Shows red, when the value is below 3000, blue when the view value is between 3000 and 6000 and yellow when it is above 6000. If you want to just show the default color, use null, you can also omit the left and/or right boundary, e.g

<Card job="example3" color={colorRange([ 3000, 'blue', 6000])} />

Used Technologies

Frontend

  • React - frontend component rendering
  • Redux/ Redux Saga - subscribe to websocket events and broadcasting to the dashboards/widgets
  • styled components / styled icons - css styling of react components
  • react toastify - for showing errors / warnings
  • Chartist/React Chartist - responsive background charts
  • color - color calculations
  • webpack - compile frontend assets

Backend

  • Hapi ecosystem - HTTP framework, still the best I know for node!
  • Nes - websocket handling
  • cron - takes care of cron jobs
  • glob - file handling

Motivation

In our team at work, we use a team monitor so if we get asked: does our system has a problem right now?

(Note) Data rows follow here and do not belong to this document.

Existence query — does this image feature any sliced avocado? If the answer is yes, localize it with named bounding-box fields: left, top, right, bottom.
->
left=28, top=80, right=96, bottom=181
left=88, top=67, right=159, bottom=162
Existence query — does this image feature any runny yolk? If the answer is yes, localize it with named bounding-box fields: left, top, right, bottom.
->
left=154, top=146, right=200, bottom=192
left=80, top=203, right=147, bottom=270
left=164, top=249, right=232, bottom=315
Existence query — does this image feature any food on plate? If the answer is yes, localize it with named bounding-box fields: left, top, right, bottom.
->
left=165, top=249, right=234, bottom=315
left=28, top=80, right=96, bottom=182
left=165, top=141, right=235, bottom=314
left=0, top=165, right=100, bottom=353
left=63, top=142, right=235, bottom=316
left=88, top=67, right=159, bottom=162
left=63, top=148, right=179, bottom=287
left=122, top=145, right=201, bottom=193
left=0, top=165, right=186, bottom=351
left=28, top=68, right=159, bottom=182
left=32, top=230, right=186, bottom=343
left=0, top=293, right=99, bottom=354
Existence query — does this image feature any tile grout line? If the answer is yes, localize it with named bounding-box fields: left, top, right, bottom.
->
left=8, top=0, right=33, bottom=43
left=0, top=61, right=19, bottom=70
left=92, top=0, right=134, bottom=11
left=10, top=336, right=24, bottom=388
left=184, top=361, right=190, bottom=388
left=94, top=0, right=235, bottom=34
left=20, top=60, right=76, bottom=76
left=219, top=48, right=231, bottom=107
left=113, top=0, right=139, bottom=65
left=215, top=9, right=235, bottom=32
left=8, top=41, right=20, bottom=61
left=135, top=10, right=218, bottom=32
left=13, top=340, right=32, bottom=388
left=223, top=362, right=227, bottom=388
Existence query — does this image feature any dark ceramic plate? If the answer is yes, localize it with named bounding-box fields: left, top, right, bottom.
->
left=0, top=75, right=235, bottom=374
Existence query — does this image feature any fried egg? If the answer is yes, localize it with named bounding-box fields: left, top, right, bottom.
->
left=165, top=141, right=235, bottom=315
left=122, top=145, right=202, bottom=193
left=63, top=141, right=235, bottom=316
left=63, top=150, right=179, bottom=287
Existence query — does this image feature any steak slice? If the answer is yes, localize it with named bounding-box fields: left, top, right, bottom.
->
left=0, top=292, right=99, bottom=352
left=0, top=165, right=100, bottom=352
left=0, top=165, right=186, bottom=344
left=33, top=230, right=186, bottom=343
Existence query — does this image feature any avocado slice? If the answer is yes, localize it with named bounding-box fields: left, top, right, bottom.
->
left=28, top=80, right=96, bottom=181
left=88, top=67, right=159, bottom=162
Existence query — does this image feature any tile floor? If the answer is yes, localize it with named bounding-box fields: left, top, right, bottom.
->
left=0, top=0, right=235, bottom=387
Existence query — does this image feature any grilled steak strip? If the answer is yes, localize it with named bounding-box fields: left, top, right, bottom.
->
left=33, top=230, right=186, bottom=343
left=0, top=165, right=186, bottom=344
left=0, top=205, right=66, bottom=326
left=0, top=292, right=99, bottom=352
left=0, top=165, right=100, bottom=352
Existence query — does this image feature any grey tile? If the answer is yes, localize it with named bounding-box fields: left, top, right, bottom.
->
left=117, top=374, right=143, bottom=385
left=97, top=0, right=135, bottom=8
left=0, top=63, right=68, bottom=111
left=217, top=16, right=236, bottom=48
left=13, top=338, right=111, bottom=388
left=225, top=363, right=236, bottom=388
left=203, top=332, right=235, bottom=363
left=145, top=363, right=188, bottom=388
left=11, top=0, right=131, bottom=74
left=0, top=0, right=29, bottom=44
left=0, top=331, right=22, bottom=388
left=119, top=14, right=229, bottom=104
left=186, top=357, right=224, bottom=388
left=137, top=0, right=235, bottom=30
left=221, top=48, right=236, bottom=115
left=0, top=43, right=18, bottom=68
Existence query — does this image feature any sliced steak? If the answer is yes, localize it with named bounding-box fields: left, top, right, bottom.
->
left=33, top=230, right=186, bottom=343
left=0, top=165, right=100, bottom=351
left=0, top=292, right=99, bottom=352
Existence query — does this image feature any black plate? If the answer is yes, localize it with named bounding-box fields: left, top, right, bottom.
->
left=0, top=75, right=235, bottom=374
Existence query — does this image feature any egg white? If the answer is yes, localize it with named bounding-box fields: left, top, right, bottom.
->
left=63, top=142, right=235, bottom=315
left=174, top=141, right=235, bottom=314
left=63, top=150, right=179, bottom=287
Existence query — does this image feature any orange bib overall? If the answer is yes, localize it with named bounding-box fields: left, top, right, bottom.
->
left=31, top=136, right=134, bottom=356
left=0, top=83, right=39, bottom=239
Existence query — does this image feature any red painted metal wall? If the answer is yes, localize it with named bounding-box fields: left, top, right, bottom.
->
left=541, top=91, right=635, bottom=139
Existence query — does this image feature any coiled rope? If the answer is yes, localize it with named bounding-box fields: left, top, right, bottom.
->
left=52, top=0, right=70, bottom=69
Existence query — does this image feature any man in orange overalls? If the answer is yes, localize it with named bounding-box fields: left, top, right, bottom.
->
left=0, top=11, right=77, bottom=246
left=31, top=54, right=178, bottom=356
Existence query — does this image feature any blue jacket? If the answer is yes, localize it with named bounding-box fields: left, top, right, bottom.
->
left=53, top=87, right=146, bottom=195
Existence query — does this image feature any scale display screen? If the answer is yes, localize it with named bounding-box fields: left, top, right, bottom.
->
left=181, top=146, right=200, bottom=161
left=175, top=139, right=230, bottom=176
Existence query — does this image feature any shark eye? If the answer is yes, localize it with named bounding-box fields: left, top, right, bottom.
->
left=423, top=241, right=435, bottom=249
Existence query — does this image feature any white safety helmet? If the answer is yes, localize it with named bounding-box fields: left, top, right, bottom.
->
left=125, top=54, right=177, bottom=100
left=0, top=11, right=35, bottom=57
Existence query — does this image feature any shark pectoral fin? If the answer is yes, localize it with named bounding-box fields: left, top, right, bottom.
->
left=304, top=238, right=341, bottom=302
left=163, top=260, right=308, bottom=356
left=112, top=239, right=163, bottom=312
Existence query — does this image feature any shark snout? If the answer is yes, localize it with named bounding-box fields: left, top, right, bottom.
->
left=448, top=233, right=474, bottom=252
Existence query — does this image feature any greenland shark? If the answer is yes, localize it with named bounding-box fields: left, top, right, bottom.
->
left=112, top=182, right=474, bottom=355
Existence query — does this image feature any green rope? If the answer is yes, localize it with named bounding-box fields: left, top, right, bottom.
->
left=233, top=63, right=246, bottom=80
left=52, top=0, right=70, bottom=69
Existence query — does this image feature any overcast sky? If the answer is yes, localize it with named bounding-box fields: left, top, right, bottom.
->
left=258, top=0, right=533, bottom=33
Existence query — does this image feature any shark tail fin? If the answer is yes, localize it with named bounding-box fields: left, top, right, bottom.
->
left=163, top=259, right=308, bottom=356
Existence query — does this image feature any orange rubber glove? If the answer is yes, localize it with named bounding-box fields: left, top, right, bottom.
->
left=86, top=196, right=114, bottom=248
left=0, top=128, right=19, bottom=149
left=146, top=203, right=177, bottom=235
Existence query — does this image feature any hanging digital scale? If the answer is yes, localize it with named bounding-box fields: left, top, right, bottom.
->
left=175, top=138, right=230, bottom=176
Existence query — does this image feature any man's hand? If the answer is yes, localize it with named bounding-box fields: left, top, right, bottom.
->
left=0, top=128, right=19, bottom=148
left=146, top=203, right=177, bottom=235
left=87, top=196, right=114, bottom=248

We can soundly say: No, everything is fine. This monitor had some metrics on the left and some rotating dashboards on the right. Because we could easily oversee issues with rotating dashboards, we decided to search for alternatives to have a unified view.

Main criteria were:

  • Be able to give an overview about business KPIs.
  • Be minimalistic; meaning showing only numbers instead of fine grained graphs, so that you can immediately see if errors occur. No need for interpret graphs or thinking too much. The idea is not to have a highly dynamic dashboard with filters etc.
  • Show when errors occur in our application / nightly jobs / pipelines but hide when everything is fine.

We searched for solutions, but for most of them, you have to pay and/or they provide too much functionality and thus complexity. So I have written something which should be easy to use.